Former RAF base in Cheshire, England

Royal Air Force Wilmslow or more simply RAF Wilmslow is a former Royal Air Force station that existed from 1938 until 1962 in Wilmslow, Cheshire. It was known as No. 4 School of Recruit Training.

==History==
The land on which RAF Wilmslow came to be constructed was farmland, a part of the Bollin Hall, Wilmslow Park Estate, belonging to the Earl of Stamford at the time of the 1841 tithe survey.

Construction of RAF Wilmslow began on the outbreak of World War Two and the site opened in April 1940. Initially the site was the home to 'No. 6 Recruit Centre', which processed reserve airmen being called-up for duty. No. 6 Recruit Centre relocated to RAF Morecambe in March 1943.

The site then accommodated 'No. 2 Personnel Dispatch Centre', responsible for equipping and dispatching airmen to Canada and Africa.
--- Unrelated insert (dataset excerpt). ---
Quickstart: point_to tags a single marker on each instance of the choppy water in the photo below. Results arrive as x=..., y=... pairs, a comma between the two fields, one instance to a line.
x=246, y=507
This may have operated from 13 November 1940. (The information in circulation about RAF Wilmslow has conflicting dates for the activities undertaken at RAF Wilmslow – most of the information is personal recollections of people who spent time there or who lived nearby. There may have been an element of dual use).

'RAF No. 31 (WAAF) Recruits Centre' was formed from No. 3 (WAAF) Depot, in Morecambe, on 30 November 1942, and relocated to Wilmslow on 24 February 1943. This was redesignated as 'RAF No. 31 School of WRAF Recruit Training, Wilmslow', on 1 November 1948.
The dates suggest that this was a swap for No. 6 Recruit Centre.
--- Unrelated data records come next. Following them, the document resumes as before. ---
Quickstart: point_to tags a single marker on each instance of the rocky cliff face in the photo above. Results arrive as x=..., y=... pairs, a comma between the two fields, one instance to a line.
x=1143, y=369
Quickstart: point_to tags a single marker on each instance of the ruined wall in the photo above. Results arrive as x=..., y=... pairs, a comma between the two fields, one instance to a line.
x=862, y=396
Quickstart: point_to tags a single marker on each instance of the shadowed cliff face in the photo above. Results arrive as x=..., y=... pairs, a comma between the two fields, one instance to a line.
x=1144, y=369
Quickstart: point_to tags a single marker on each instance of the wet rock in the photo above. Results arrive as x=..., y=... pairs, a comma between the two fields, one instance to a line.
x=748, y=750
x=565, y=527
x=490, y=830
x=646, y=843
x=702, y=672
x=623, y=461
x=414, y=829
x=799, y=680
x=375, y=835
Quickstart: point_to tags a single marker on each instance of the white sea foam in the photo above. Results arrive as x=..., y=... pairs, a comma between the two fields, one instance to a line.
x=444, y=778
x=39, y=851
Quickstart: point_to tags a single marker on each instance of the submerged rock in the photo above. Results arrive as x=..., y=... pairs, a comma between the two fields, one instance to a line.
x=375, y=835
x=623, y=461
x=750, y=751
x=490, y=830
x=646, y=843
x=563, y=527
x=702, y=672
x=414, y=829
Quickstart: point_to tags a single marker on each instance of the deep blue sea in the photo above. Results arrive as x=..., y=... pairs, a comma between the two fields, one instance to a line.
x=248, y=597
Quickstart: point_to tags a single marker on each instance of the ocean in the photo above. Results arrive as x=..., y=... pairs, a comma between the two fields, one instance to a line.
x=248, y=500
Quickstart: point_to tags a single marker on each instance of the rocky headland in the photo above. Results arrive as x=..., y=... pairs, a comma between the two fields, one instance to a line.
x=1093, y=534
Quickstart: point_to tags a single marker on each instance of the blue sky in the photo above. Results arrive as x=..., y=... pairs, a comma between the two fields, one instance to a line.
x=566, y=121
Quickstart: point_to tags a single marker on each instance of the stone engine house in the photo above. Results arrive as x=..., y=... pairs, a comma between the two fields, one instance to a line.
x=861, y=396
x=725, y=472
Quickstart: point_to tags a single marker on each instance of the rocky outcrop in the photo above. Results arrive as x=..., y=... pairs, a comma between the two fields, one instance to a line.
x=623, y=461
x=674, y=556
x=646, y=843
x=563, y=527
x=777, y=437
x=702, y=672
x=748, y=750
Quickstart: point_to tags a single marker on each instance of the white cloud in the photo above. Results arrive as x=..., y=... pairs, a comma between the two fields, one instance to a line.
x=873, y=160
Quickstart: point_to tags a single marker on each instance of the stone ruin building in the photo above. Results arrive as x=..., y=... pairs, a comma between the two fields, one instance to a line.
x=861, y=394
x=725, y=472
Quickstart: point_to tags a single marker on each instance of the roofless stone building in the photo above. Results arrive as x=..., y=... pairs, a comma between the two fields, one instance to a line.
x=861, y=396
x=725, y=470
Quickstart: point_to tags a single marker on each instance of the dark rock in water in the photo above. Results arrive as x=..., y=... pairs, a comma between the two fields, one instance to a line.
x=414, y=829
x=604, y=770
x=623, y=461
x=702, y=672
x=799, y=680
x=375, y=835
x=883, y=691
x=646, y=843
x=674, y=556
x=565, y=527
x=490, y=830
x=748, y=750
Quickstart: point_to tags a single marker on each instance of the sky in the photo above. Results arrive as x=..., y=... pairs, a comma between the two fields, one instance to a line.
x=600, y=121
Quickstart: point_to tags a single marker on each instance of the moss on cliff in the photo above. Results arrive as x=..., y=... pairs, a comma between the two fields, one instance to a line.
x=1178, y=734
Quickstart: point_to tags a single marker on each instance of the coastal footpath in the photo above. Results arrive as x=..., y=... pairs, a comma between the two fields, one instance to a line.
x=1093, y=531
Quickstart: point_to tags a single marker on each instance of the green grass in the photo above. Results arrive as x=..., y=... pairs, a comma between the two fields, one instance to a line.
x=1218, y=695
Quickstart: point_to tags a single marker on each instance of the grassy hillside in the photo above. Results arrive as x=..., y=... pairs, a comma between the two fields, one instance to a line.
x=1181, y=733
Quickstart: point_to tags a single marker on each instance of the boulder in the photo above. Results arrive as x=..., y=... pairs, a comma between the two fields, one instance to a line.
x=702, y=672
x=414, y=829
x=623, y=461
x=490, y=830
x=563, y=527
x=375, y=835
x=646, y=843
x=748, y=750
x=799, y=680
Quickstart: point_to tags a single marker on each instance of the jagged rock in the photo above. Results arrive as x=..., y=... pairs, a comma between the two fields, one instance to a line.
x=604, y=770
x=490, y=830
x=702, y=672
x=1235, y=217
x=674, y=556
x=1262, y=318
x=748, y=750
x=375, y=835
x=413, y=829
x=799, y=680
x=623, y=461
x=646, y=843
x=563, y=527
From November 1948, through November 1959 the site also operated as 'RAF No. 4 School of Recruitment Training, Wilmslow', a basic training camp where recruits were stationed for around eight weeks of RAF procedural and operational education, prior to being posted to other RAF stations.
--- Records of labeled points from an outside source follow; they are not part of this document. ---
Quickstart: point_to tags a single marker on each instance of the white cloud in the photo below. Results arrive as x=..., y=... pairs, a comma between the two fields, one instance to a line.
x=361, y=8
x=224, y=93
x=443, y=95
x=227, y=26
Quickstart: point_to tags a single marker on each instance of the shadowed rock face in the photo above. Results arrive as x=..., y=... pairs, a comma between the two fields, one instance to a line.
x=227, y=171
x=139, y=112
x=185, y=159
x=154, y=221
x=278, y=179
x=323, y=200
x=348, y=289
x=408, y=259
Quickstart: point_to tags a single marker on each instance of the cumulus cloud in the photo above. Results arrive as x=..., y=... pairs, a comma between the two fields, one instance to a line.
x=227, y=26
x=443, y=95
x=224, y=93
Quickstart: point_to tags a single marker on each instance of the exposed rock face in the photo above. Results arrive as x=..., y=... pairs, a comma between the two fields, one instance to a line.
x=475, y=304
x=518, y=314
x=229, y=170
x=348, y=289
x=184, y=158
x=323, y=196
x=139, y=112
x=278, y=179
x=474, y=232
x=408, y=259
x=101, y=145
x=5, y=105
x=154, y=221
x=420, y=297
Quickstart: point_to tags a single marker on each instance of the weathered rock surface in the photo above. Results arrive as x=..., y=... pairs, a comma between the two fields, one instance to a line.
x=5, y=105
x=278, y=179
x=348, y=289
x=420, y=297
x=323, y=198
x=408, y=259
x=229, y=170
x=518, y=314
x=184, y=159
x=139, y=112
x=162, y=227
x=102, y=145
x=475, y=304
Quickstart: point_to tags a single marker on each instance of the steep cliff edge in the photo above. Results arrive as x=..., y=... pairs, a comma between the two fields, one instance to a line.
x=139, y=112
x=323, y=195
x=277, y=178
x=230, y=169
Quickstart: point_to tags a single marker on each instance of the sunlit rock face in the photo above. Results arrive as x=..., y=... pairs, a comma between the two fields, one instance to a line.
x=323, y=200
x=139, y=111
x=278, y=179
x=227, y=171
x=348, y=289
The latter two operated from the site concurrently.

The site accommodated a squadron sick-quarters, which also served other RAF facilities in the area, including RAF Ringway.

The site closed 30 November 1959, though it remained under care and maintenance until 22 February 1963.

RAF Wilmslow did not have an airfield, however, in 1955, a retired Supermarine Spitfire Vb (5377M) (EP120) was located at the southerly entrance as a ‘gate guardian’. In the years prior to the closure of RAF Wilmslow the Spitfire was replaced by a de Havilland Venom.
Spitfire (5377M) (EP120) was sold in 1991 and restored for the privately operated vintage military fighter collection at Duxford Aerodrome.

==Current use==
The station was demolished shortly after closing in 1962. During the 1980s, the eastern part of the camp was developed with housing by local construction company Jones Homes, forming the Summerfields development. During the early 1990s, the A34 bypass of Wilmslow was constructed, which cut the site in two. Between 1996 and 2015, the remaining western part of the site was developed for housing, forming The Villas and Regents Park developments.